Lolićs Inszenierung ist ebenso unruhig wie Jelineks Text. Zwar ist sie szenisch ausformuliert, streng choreografiert und präzise in ihrem Timing, doch reden die Darstellenden unaufhörlich, immerzu wird getanzt und ständig werden die Outfits gewechselt. Die Übergänge sind fließend. Erbarmungslos prasselt eine Kombination aus Bildern und Text auf das Publikum herein. Das Motiv der ultimativen Party wird loopartig scheinbar endlos exerziert.

Ausgehend von Pop als Gemeingut rückt Lolić wieder näher an den Gegenstand, von dem sich die Textform Jelineks entfernt. Gemeinsames wird als Ausgangspunkt genommen, die Musik der letzten Dekaden fungiert als historische Bekundung. Musik ist Zeitgeist, der hörbar ist. Die eingespielten Party-Hits handeln neben Ekstase von Ignoranz und Respekt. Auffällig ist die Verschränkung von Black Music und Nazi-Verbrechen. Die Gräuel der nationalsozialistischen Ära werden mit den Verbrechen an people of colour in Bezug gesetzt, die auch in unserer gegenwärtigen Lebenswelt noch kein Ende gefunden haben – verbindendes Moment ist Rassismus. In derart direkter Kombination von Musik und Text ist die Inszenierung schließlich auch als Kommentar auf einen Zyklus der Geschichte, auf Kontinuitäten in der Missachtung der Opfer und im Hinwegsehen über Gewalttaten zu lesen. Es ist kein Ende der Party in Sicht – weder auf theatraler noch auf politischer Ebene.

Einer der letzten Songs der Aufführung ist Nina Simones Ain’t Got No, I Got Life. Zu sehen ist ein Video von Simone, wie sie an einem Klavier sitzt, eine Band im Hintergrund, eine ruhige – größtenteils weiße – Zuhörerschaft um sich herum. Erhaben singt sie: „Ain’t got no country / Ain’t got no schooling / Ain’t got no friends / Ain’t got no nothing / Ain’t got no water / Ain’t got no air / … / And what about life anyway? / What about God? / Nobody can take away / … / I’ve got a life / I’ve got freedom / I got life“.

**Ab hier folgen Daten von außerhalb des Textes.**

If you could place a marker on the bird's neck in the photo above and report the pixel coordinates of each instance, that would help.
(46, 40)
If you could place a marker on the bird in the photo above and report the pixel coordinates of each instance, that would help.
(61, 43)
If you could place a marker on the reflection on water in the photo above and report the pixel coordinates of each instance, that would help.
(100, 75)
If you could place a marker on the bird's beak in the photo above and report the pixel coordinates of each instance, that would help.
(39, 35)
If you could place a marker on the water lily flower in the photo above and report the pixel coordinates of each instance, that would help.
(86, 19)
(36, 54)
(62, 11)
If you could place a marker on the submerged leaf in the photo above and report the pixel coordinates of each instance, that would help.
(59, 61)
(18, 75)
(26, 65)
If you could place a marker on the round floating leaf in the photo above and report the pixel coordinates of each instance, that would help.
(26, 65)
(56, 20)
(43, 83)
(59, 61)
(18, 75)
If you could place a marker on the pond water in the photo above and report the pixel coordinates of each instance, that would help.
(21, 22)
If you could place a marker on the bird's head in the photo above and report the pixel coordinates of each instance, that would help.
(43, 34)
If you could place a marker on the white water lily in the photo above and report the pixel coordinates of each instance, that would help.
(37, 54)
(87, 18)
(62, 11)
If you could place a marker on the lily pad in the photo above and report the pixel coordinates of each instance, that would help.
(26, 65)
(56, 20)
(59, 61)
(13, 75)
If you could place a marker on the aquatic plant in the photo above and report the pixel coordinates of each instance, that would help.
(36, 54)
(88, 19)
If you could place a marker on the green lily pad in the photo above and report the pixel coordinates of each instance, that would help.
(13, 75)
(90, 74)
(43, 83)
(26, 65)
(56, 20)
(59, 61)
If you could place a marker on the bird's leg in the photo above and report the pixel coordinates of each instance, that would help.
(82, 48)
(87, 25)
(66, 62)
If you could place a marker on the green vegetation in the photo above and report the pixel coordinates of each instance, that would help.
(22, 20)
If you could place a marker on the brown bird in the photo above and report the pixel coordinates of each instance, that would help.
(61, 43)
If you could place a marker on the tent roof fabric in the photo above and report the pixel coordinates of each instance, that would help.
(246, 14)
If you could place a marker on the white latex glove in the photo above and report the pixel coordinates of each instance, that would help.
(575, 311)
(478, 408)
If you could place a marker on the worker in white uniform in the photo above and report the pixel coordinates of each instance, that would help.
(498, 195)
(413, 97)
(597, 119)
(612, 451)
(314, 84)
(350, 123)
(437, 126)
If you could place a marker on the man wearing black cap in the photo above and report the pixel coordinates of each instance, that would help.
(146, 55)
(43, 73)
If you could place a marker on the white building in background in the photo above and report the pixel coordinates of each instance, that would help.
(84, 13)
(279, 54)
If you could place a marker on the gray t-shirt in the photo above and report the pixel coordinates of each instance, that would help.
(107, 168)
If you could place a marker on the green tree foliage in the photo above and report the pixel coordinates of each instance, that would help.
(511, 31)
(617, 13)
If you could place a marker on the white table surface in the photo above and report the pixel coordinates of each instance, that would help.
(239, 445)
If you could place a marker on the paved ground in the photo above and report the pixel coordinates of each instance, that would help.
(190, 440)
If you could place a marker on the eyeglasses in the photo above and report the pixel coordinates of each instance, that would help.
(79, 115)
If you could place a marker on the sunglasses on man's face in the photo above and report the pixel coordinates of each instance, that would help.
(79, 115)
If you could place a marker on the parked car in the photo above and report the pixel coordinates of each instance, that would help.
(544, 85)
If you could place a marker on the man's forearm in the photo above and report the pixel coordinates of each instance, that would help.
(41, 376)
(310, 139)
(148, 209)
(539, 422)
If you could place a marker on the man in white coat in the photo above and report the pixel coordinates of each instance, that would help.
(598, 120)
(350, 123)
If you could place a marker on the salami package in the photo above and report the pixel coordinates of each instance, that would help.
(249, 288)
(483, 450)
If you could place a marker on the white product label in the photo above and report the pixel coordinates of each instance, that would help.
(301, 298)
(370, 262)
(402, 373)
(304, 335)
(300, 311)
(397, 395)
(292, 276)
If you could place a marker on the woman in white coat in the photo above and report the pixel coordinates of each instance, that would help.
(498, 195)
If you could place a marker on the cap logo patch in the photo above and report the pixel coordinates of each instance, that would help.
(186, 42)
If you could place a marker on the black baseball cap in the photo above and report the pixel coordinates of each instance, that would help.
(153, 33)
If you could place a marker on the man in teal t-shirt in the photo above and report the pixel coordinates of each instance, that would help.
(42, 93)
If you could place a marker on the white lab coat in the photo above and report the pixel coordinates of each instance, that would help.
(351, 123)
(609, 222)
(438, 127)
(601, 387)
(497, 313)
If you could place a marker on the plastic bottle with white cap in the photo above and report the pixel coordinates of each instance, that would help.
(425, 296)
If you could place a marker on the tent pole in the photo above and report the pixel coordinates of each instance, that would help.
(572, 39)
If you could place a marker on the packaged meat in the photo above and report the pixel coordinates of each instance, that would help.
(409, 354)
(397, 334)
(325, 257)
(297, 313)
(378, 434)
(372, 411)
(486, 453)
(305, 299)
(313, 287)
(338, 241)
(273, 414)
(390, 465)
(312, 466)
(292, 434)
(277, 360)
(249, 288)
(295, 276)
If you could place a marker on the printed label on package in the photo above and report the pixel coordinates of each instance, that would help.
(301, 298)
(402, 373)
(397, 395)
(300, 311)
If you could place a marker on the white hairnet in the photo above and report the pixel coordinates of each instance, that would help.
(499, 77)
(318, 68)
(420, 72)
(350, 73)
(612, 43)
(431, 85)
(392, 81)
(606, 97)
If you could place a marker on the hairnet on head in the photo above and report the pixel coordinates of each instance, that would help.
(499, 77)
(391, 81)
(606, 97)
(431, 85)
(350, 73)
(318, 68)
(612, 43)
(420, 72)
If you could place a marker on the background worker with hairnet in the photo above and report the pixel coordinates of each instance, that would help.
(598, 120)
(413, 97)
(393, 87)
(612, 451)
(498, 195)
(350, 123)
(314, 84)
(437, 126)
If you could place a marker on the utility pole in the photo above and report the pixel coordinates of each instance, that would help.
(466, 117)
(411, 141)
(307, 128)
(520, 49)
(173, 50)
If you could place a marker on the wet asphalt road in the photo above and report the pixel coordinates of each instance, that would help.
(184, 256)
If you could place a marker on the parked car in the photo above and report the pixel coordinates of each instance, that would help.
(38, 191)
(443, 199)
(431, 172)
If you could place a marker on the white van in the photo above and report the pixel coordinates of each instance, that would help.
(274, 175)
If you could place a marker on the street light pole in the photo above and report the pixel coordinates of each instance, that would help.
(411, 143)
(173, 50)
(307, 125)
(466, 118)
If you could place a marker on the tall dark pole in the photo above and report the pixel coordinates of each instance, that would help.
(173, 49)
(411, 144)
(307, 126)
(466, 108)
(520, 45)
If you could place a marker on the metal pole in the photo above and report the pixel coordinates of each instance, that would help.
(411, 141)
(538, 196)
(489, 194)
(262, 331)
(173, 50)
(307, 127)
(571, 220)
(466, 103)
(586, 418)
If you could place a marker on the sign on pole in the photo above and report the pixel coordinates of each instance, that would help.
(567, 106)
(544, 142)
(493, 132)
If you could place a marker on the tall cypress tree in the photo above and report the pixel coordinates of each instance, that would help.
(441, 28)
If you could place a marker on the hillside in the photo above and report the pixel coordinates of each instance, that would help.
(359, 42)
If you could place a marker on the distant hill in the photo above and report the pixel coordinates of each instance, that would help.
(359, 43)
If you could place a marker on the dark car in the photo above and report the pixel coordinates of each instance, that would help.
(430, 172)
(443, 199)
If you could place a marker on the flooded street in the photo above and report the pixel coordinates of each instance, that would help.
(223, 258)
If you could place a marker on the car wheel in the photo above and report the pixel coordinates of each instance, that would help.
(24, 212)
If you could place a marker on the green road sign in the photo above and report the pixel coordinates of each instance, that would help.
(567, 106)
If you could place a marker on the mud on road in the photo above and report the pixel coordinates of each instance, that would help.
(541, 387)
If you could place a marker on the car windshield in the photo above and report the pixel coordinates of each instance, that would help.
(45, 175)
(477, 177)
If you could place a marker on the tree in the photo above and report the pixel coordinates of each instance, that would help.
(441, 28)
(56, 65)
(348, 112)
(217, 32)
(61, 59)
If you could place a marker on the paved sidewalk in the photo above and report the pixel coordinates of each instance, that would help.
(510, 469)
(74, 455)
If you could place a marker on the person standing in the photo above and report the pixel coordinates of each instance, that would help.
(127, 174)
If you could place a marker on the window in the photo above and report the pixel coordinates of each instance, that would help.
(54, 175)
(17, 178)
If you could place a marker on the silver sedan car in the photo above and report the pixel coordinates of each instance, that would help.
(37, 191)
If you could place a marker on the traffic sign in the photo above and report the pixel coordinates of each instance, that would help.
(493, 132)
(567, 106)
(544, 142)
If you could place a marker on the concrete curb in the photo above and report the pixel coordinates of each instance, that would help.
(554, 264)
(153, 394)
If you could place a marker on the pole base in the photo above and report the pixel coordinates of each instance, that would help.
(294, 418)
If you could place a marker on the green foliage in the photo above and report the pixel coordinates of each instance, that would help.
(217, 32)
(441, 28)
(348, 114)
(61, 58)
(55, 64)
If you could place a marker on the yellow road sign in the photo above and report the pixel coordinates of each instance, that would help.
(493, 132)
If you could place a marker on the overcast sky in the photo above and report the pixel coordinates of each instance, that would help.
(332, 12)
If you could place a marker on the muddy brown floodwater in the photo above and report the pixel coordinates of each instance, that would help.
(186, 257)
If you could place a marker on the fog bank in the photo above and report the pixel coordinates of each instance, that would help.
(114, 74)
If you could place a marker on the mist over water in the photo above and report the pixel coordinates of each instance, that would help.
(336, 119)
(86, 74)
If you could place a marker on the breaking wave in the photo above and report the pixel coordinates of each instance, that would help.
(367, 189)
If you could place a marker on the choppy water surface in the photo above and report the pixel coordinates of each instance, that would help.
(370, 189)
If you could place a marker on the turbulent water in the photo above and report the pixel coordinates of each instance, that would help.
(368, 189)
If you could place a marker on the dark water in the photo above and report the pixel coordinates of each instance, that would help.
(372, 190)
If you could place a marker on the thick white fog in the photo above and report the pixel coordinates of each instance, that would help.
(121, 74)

Das Ensemble sitzt verausgabt und vor Erschöpfung atmend auf dem Boden um die Projektion und ist nahezu still. Dieser Moment ist äußerst kraftvoll und tief bewegend. Er ist so viel stiller als alle bisherigen, in denen Lolić einen Pop-Exzess inszenierte, der durch Party-Hits Jelineks Text gegenüber stand, zum Teil verklärt hat. In diesem Moment wird der thematisch-politische Schulterschluss zwischen den Verbrechen des Zweiten Weltkrieges und den Verbrechen an people of colour überdeutlich.

Lolićs Inszenierung bringt Jelineks Kreisen um diesen „weißen Fleck“ der Geschichte theatral wunderbar auf den Punkt.